Высокие понятия, не имеющие за собой реальности достойной доверия и уважения, опасны не просто потому, что они есть семантическая бессмыслица, а потому, что всегда находятся фанатические почитатели, которые служат им делом, или фарисеи, готовые выдать себя за таких почитателей, когда это выгодно.

Генри Фредерику — как, вероятно, и тысячам других людей — довелось своими глазами увидеть, как «высокая мораль» перестает быть пустой болтовней и превращается в кровавую фискальную действенность. Это произошло во время осеннего отступления на итальянском фронте.

Отступление это было типичным для первой мировой войны, стихийным, как оползни, событием. Оно представляло собой неизвестно где и как начавшееся роевое движение армии, сопровождавшееся неожиданными смешениями частей, массовой сдачей в плен, убийством офицеров и повальным дезертирством. Когда разрозненные, перепутавшиеся войска подошли к мосту через Тальяменто, их встретили чистенькие и одухотворенные представители полевой жандармерии. Они выхватывали из толпы офицеров и вершили над ними скорый суд чести. Вот язык, на котором говорили судьи:

«— Вам известно, что офицер всегда должен находиться при своей части?

Ему было известно…

— Из-за вас и подобных вам варвары вторглись в священные пределы отечества.

— Позвольте, — сказал подполковник.

— Предательство, подобное вашему, отняло у нас плоды победы.

— Вам когда-нибудь случалось отступать? — спросил подполковник.

— Итальянцы не должны отступать.

Мы стояли под дождем и слушали все это. Мы стояли против офицеров, а арестованный впереди нас и немного в стороне.

— Если вы намерены расстрелять меня, — сказал подполковник, — прошу вас, расстреливайте сразу, без дальнейшего допроса. Этот допрос нелеп. — Он перекрестился. /242/

Офицеры заговорили между собой. Один написал что-то на листке блокнота.

— Бросил свою часть, подлежит расстрелу, — сказал он.

Два карабинера повели подполковника к берегу. Он шел под дождем, старик с непокрытой головой, между двумя карабинерами. Я не смотрел, как его расстреливали, но я слышал залп.
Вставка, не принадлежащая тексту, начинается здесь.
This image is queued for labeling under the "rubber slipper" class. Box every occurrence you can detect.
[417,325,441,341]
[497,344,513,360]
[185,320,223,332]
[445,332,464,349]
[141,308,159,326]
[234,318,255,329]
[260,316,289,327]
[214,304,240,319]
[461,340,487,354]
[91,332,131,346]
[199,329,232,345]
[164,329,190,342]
Они уже допрашивали следующего… Я представлял себе, как работает их мысль, если у них была мысль и если она работала. Это все были молодые люди, и они спасали родину… Они вели допрос с неподражаемым бесстрастием и законоблюстительским рвением людей, распоряжающихся чужой жизнью, в то время как их собственной ничто не угрожает».[4]

Так выглядели моральный идеализм и сама мораль в 1916 году. Их приверженцами были официально поощряемые и прекрасно устроившиеся в жизни преступники. «Священный язык» перестал быть просто языком, камуфлирующим реальность, он стал языком суда и приговора над теми, кто уже различал ее контуры и осмеливался поступать в соответствии со своим непритязательно-трезвым восприятием. Общественная система, терпевшая крах, поддерживала иллюзию прочности (иллюзию того, что она продолжает оставаться «культурным», «духовным» единством) посредством казни тех, для кого эта иллюзия уже перестала существовать.

Так возникла ситуация, в которойбыть моральным означало быть безнравственным. Это оказывалось справедливым в большом и малом: в вопросе о политическом выборе и в вопросе об отношении к элементарным жизненным правилам и условностям.